Day 113 - Lesson 11.1

Learning Targets
  • State appropriate hypotheses and compute the expected counts and chi-square test statistic for a chi-square test for goodness of fit.

  • Calculate the degrees of freedom and P-value for a chi-square test for goodness of fit.

Activity: Which Color M&M is the Most Common?
Answer Key:
Activity Link Pic.JPG

We start this lesson by telling students that we emailed the company that makes M&Ms asking about the color distribution. The company replied, claiming the following distribution:

Brown 13%, Yellow 14%, Orange 20%, Green 16%, Blue 24%, and Red 13%.

We are going to take a sample to try and find evidence against this claim. We buy one large bag of M&Ms and tell students to think of this bag as being a random sample of the entire population of M&Ms. We give each student a small handful of candies until the bag is empty, then we collect totals on the front white board. Students will use the class totals for all of their calculations.

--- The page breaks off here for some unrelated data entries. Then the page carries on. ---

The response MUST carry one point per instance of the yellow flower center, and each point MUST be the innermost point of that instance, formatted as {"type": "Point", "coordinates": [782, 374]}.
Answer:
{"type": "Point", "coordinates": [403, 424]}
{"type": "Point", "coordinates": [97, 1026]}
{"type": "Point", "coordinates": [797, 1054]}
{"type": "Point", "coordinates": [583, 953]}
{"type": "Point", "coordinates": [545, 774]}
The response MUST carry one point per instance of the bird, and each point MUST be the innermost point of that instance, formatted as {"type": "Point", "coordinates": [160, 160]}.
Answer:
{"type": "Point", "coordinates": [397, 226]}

Note 1: There are two M&M factories with different distributions. More info here.

Note 2: The color distribution depends on the type of M&M (milk chocolate, almond, etc). More info here.

Why Do We Square (Observed – Expected)?

Sometimes the observed is greater than expected and sometimes it is less. We square this results so that all of our values are positive. We used a similar approach back in Chapter 1, when we calculated standard deviation. This part of the formula explains why the chi-square distribution starts at 0.

Why Do We Divide by Expected?

We use an example to help explain.

Scenario 1: The expected number of red M&M’S is 6 and we get 16 red M&M’S.

Scenario 2: The expected number of red M&M’S is 500 and we get 510 M&M’S.

Which scenario provides more convincing evidence against the company’s claim? In both scenarios, the observed value is 10 away from the expected. But Scenario 1 provides much more convincing evidence. The important idea is how far away the observed count is from the expected count as a fraction of the expected values.